Optic pathway/hypothalamic pilocytic astrocytomas in children are usually treated with chemotherapy following a surgical biopsy. In this report, we retrospectively considered the role of surgical intervention. In a series of 25 patients without neurofibromatosis type 1, the median age at initial treatment was 3.1 years (range, 0-15 years). Twenty cases were verified by histology, and five cases were diagnosed by MRI findings. Twenty-three patients received chemotherapy. All patients were alive at median follow-up of 66 months. Aims of surgery at the initiation of treatment were biopsy in 12 cases (1 stereotactic and 11 craniotomies) and debulking in 7 cases. The 11 open biopsies revealed pilocytic astrocytoma; however, noticeable complications occurred in five children after the biopsies. Review of preoperative MRIs showed that all had typical findings indicating pilocytic astrocytoma. The open biopsy offered no noteworthy benefit for the patients despite surgical risk and delay of chemotherapy. The extent of the seven resection surgeries was 70% or less removal, and postoperative adjuvant therapy was needed for six of the seven patients.

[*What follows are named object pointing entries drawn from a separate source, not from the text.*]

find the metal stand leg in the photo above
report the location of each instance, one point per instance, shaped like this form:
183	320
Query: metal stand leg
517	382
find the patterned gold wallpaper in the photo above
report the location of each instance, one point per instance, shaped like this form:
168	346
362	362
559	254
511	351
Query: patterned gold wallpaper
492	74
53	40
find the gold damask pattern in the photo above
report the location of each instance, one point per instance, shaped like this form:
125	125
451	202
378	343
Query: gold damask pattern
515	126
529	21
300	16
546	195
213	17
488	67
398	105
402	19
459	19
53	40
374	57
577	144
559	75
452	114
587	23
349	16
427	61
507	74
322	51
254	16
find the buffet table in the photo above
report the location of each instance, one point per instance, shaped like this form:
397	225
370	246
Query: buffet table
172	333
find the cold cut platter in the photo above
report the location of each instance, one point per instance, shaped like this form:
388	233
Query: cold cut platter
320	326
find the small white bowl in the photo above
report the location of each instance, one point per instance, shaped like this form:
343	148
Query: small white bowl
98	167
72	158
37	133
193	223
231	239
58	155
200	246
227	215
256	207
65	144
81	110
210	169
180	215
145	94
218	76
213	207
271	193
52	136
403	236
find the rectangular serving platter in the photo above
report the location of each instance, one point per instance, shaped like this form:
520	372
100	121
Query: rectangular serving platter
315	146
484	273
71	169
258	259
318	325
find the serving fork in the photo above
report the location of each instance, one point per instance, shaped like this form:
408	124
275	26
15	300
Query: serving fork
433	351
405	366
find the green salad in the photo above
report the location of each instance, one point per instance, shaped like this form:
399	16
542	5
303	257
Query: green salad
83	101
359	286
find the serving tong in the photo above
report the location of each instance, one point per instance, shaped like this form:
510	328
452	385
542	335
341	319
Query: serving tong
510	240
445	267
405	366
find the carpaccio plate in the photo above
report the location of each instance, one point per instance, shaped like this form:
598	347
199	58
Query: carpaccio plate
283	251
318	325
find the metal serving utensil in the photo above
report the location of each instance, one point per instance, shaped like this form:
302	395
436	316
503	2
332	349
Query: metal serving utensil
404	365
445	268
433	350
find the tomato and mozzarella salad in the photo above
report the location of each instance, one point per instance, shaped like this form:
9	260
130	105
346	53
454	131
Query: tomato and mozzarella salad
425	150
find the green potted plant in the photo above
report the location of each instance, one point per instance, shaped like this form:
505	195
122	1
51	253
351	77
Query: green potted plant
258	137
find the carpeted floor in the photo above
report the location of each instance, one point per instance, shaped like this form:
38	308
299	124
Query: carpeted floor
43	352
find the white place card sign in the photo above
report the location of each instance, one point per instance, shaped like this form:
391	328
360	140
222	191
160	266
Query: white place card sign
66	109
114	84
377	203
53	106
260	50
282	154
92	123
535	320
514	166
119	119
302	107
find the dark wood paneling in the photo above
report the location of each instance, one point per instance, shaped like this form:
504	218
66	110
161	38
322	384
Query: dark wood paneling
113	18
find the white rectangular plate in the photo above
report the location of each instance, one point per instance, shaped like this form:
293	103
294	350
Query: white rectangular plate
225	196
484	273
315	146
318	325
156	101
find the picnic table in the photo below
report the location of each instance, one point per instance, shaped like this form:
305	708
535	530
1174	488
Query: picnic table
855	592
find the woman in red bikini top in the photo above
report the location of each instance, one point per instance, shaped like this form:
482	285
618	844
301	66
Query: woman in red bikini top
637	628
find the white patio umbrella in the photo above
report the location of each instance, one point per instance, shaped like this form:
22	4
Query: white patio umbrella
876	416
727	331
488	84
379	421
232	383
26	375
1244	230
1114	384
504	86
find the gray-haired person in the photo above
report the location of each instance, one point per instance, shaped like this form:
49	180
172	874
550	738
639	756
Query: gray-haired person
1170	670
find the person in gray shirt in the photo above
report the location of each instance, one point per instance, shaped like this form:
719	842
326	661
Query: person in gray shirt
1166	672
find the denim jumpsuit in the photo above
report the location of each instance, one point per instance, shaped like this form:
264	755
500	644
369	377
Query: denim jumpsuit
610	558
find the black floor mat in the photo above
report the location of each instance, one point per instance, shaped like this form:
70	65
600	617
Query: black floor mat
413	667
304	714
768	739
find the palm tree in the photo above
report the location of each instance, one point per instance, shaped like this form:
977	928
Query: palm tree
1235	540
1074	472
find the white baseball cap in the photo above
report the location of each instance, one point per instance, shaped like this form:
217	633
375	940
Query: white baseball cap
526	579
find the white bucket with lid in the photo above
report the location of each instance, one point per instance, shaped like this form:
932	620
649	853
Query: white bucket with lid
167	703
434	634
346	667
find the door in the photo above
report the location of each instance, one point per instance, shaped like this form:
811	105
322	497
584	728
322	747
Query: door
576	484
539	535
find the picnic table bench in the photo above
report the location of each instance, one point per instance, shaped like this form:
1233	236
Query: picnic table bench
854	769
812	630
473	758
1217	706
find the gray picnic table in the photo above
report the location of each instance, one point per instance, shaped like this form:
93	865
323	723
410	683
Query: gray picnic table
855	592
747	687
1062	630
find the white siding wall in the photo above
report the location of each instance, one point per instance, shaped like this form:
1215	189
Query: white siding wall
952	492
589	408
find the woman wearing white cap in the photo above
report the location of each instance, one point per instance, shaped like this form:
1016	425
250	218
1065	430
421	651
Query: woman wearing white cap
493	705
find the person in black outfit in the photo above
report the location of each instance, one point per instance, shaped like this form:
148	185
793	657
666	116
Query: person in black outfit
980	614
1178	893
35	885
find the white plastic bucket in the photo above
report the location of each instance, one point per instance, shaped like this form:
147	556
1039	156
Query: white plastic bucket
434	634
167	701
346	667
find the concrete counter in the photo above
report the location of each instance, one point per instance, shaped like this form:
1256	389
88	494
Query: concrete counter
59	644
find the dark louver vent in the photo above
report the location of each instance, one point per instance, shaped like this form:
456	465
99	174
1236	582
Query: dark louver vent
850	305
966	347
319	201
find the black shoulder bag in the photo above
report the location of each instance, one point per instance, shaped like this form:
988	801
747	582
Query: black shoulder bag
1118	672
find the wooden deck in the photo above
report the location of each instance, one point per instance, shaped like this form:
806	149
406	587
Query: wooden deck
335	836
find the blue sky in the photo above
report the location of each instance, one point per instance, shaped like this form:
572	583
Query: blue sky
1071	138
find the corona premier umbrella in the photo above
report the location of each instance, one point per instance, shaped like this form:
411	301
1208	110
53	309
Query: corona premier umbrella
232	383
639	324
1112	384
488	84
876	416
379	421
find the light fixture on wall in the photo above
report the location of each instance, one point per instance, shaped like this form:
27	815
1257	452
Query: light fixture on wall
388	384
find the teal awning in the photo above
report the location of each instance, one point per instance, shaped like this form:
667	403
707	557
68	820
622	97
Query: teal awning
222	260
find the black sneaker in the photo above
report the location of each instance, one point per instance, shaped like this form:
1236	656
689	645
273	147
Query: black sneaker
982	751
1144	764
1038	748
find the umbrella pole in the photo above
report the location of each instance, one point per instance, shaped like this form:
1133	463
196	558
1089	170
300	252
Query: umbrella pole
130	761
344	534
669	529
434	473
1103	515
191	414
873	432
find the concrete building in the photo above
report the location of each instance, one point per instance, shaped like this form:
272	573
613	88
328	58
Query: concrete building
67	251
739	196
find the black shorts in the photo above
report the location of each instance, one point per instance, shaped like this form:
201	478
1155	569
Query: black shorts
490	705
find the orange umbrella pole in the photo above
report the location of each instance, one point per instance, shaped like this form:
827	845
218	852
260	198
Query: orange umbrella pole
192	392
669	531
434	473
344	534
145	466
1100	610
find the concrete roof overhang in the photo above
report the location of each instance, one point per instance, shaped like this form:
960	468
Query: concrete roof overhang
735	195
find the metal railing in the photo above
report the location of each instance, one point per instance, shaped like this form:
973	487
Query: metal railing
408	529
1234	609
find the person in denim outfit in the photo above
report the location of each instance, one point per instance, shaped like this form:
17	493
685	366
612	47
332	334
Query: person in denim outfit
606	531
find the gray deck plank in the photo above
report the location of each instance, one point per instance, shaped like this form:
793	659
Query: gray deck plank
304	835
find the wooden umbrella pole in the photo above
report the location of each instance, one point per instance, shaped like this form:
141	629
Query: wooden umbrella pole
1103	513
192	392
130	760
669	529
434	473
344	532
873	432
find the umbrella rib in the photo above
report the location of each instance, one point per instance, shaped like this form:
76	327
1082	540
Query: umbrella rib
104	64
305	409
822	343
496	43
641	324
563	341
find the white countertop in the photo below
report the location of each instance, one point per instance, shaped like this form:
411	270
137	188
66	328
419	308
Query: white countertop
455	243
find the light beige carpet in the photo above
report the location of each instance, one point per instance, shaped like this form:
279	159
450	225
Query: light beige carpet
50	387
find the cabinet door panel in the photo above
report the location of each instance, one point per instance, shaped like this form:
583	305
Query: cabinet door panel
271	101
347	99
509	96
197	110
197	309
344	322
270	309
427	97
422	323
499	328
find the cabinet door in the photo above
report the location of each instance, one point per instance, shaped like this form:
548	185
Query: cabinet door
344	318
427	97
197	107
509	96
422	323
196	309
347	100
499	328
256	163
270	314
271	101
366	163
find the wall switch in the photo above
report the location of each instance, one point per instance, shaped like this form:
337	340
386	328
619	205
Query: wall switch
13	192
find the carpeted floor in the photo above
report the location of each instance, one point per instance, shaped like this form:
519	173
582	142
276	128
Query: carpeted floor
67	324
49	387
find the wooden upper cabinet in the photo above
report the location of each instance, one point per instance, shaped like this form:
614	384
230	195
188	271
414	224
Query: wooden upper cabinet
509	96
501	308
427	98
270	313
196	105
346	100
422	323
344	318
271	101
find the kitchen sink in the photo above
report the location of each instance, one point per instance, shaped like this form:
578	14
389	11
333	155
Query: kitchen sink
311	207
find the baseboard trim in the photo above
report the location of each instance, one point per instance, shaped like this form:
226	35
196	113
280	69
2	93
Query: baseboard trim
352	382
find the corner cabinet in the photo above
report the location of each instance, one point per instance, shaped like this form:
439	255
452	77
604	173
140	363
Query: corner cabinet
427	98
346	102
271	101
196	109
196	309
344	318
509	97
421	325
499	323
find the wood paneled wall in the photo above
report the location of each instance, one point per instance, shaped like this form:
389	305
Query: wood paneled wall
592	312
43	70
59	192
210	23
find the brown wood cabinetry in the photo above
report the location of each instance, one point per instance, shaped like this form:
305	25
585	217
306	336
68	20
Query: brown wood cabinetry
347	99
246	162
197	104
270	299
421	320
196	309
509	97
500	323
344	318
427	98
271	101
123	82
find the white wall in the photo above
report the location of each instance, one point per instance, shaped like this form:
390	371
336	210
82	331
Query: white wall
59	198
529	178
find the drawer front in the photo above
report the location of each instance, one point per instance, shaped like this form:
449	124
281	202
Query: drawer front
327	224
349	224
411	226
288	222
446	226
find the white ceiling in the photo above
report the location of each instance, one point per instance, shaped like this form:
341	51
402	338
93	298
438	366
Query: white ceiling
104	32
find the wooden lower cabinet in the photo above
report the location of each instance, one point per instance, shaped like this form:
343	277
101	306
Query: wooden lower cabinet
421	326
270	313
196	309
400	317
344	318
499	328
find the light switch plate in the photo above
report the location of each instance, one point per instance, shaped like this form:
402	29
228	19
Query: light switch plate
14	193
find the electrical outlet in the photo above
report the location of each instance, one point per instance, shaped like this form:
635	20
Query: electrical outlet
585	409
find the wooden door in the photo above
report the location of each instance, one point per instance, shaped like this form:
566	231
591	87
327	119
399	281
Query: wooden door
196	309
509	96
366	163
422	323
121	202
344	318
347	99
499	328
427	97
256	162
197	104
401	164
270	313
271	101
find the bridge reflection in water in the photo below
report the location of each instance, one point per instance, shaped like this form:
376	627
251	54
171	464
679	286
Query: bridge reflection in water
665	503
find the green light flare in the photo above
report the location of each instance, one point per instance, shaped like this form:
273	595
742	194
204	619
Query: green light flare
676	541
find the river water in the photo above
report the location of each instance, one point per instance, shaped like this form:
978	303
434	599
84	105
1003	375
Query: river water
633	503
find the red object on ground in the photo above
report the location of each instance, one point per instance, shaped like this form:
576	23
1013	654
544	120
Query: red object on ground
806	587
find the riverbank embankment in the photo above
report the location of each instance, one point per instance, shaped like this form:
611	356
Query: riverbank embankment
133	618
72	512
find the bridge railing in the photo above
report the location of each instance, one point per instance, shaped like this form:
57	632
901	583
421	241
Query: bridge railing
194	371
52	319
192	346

The remaining six children who did not undergo surgery obtained remission with chemotherapy alone. After relapse in nine patients, 15 bulk-reduction surgeries were performed. Surgical resection was not curative in any patient. In five patients, mostly older children, cystic expansion of tumor was partially resected, resulting in additional remission. In conclusion, considering the risk of open surgery and the effectiveness of chemotherapy, the role of surgical intervention is restricted to bulk-reduction surgery only when it is inevitable, especially at relapse after chemotherapy.